The other day I heard someone criticise Malala Yousafzai for not speaking out against the war crimes being committed in Gaza–the hundreds of dead children, the thousands of wounded children.
I wanted to say, "What happened to you? Why do you always wait for 'someone' to 'speak up?' Why not you?" Admiring Malala doesn't make us admirable by osmosis. Emulating her is a better way.
She's still just a little girl. Barely 17.
She's not an ordinary girl, you might say. But what makes her extraordinary? What does she have that has all of us falling over ourselves to fete her, to get VIP tickets to see her, to take photos with her?

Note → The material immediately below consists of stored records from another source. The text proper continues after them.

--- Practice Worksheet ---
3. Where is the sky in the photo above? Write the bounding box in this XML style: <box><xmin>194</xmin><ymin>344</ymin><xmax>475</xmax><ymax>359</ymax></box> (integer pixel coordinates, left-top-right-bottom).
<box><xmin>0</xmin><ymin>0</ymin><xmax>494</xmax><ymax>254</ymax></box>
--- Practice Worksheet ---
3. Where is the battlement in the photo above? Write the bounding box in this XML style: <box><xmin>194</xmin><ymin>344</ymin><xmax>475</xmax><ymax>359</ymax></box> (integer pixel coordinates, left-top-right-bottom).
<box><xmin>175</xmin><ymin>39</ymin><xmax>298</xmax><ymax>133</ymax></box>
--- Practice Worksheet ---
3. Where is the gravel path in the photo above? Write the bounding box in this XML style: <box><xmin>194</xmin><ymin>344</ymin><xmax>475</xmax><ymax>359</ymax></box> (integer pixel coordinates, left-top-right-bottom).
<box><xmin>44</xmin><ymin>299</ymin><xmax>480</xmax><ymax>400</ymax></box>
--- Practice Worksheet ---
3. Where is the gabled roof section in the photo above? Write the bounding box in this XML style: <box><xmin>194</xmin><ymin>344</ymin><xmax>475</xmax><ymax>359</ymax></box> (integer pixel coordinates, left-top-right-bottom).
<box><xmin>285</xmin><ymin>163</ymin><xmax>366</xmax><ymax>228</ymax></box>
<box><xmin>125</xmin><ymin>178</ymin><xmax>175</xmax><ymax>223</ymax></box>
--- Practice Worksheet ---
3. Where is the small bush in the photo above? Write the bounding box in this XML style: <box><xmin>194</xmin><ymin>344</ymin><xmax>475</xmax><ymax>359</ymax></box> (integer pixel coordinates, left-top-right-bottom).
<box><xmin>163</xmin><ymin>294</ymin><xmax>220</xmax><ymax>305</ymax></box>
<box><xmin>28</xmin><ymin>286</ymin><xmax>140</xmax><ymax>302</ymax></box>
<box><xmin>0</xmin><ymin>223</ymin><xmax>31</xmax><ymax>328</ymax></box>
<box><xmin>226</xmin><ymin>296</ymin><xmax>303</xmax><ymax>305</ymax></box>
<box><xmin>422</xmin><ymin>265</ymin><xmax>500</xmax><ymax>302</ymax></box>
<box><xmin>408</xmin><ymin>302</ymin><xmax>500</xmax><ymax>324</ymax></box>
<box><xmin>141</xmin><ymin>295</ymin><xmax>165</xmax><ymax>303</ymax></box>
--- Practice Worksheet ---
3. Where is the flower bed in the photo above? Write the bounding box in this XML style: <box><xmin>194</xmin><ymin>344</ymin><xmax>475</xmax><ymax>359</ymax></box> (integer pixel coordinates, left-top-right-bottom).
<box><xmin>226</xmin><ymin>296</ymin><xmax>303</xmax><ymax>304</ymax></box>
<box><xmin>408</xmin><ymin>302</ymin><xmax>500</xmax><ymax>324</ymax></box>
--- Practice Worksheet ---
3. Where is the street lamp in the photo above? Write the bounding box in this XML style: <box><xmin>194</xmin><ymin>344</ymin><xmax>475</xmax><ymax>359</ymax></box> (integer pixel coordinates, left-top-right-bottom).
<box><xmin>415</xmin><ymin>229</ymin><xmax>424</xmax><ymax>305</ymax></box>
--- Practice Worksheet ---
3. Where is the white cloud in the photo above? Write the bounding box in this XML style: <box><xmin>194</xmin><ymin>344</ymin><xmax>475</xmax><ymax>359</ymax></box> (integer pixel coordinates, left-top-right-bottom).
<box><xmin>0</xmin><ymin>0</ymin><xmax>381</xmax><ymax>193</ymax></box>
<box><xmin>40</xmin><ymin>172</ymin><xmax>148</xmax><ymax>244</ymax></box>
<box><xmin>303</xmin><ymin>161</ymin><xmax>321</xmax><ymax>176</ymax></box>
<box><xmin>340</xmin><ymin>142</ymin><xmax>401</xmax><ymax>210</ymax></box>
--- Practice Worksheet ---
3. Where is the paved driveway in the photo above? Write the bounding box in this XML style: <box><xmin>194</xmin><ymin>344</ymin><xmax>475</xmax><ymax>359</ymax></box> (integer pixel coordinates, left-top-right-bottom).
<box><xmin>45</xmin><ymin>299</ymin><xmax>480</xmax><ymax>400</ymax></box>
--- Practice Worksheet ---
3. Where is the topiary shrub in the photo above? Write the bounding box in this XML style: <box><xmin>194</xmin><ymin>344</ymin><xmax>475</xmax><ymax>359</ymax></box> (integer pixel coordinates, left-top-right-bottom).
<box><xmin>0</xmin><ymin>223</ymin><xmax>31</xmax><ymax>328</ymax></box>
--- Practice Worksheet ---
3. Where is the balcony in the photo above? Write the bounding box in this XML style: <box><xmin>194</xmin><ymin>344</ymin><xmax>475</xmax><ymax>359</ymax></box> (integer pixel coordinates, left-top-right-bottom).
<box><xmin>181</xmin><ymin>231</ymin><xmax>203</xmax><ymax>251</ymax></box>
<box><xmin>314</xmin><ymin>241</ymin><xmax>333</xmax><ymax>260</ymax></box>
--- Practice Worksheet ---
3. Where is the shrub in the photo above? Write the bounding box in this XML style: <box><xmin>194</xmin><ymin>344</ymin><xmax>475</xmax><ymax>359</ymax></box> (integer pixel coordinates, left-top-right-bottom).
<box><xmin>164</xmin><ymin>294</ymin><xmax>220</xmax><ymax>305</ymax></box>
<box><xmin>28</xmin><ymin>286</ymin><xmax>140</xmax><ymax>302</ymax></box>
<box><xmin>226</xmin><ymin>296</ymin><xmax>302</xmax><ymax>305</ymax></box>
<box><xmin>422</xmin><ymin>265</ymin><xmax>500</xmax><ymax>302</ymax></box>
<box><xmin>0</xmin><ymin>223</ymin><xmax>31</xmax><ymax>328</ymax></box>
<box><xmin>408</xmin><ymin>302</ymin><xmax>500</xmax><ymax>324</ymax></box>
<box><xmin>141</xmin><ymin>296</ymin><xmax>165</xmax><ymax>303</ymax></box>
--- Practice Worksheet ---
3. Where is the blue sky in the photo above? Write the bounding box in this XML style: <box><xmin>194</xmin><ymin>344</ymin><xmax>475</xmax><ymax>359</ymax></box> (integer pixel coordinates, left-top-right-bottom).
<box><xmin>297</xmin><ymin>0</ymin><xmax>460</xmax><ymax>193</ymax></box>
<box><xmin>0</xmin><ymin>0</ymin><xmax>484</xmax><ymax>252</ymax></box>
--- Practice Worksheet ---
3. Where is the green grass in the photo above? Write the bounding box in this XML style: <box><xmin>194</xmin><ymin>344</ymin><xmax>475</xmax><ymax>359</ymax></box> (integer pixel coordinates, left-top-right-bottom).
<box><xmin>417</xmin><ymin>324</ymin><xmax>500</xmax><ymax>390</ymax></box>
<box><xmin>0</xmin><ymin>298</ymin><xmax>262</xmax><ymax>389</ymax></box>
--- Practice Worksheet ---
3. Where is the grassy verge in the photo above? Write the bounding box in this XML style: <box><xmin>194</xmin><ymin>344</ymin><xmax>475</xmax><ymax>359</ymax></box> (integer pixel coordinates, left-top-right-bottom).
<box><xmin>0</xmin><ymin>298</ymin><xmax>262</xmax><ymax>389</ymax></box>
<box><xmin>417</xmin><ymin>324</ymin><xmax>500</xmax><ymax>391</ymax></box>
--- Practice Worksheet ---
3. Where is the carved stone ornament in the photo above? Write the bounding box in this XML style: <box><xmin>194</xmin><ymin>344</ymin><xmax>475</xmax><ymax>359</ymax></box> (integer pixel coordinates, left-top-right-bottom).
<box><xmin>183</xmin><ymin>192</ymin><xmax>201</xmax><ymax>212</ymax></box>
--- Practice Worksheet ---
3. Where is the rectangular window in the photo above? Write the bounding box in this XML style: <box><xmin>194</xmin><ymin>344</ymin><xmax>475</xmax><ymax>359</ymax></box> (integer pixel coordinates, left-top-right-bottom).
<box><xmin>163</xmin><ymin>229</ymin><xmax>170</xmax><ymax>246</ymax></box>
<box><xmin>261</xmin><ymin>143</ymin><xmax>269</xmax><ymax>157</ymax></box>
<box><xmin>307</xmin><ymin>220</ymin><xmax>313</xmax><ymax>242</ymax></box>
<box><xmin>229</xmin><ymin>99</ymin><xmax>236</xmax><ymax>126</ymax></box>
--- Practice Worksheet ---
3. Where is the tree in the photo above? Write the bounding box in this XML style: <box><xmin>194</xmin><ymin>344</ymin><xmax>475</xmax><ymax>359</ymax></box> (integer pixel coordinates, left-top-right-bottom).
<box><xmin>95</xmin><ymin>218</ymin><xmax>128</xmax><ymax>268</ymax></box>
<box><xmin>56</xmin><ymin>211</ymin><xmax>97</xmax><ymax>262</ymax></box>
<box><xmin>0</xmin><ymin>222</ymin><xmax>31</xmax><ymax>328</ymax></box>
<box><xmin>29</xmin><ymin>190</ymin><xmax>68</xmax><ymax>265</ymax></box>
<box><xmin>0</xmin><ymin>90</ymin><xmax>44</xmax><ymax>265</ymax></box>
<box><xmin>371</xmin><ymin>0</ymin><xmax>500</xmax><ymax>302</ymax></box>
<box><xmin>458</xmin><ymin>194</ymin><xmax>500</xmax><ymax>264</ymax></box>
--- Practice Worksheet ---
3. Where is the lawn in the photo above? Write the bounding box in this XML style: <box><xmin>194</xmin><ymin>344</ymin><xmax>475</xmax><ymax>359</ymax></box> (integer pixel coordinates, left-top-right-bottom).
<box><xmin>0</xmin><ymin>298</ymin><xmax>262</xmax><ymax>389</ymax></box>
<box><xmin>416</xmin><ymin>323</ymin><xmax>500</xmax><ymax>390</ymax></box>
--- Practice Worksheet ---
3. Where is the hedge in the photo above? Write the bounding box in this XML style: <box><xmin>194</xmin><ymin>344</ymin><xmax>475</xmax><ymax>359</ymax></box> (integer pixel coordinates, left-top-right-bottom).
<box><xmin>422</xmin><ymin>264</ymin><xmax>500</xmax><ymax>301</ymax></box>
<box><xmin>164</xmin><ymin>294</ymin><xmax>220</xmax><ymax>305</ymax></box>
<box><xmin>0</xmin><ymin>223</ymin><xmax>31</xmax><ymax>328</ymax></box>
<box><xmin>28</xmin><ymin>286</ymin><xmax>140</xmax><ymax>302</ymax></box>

What does it take to be Malala? What does it take for a child born of a poor family in the Swat Valley of Pakistan, in a shabby shack of two rooms 100 miles from the capital city of Islamabad, to deliver her message to the hallowed halls of the United Nations in New York?

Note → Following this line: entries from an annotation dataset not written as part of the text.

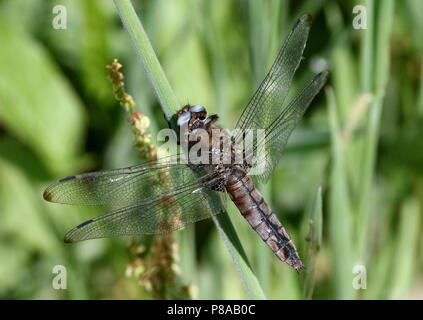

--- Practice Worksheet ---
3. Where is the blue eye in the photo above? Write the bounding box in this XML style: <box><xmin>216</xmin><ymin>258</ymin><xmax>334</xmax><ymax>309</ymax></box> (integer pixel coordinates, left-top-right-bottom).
<box><xmin>189</xmin><ymin>104</ymin><xmax>206</xmax><ymax>112</ymax></box>
<box><xmin>176</xmin><ymin>111</ymin><xmax>191</xmax><ymax>126</ymax></box>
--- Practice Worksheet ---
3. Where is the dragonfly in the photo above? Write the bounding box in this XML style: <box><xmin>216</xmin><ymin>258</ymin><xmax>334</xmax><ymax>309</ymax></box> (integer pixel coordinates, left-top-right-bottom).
<box><xmin>43</xmin><ymin>14</ymin><xmax>329</xmax><ymax>272</ymax></box>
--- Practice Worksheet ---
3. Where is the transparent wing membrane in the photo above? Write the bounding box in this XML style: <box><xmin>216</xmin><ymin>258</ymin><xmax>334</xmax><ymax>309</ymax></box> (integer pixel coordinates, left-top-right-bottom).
<box><xmin>235</xmin><ymin>15</ymin><xmax>328</xmax><ymax>183</ymax></box>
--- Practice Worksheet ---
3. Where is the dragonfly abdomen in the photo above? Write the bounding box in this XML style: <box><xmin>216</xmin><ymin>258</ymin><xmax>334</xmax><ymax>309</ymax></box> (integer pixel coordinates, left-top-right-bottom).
<box><xmin>225</xmin><ymin>168</ymin><xmax>304</xmax><ymax>271</ymax></box>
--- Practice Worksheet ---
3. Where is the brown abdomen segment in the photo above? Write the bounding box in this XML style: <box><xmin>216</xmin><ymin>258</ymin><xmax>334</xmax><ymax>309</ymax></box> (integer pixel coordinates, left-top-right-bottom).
<box><xmin>225</xmin><ymin>168</ymin><xmax>304</xmax><ymax>271</ymax></box>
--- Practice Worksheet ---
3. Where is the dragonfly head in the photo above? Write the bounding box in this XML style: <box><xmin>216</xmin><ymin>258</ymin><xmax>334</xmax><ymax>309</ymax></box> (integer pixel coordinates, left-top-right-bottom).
<box><xmin>176</xmin><ymin>104</ymin><xmax>207</xmax><ymax>130</ymax></box>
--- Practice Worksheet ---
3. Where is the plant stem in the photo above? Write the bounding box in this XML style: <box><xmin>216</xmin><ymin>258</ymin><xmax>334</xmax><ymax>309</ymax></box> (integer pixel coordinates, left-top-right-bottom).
<box><xmin>114</xmin><ymin>0</ymin><xmax>265</xmax><ymax>299</ymax></box>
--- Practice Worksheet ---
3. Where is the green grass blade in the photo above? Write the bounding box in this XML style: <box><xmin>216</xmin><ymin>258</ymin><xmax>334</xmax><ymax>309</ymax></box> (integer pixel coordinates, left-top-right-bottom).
<box><xmin>114</xmin><ymin>0</ymin><xmax>265</xmax><ymax>299</ymax></box>
<box><xmin>303</xmin><ymin>187</ymin><xmax>323</xmax><ymax>299</ymax></box>
<box><xmin>114</xmin><ymin>0</ymin><xmax>180</xmax><ymax>119</ymax></box>
<box><xmin>357</xmin><ymin>0</ymin><xmax>394</xmax><ymax>260</ymax></box>
<box><xmin>326</xmin><ymin>88</ymin><xmax>354</xmax><ymax>299</ymax></box>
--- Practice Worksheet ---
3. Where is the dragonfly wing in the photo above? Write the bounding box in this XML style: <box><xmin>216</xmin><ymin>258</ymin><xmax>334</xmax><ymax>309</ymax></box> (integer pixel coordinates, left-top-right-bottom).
<box><xmin>65</xmin><ymin>182</ymin><xmax>222</xmax><ymax>242</ymax></box>
<box><xmin>250</xmin><ymin>71</ymin><xmax>329</xmax><ymax>183</ymax></box>
<box><xmin>236</xmin><ymin>15</ymin><xmax>311</xmax><ymax>138</ymax></box>
<box><xmin>44</xmin><ymin>155</ymin><xmax>219</xmax><ymax>206</ymax></box>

What does it take for a girl to leave her homeland (described in her book I Am Malala)–a "heavenly valley of mountains, gushing waterfalls, crystal-clear lakes, fields of wildflowers, orchards of fruit, emerald mines, trout-filled rivers"–to take up residence in dreary Birmingham, and to go on punishing schedules of appearances in front of thousands of strangers in strange countries, to be gawked at endlessly?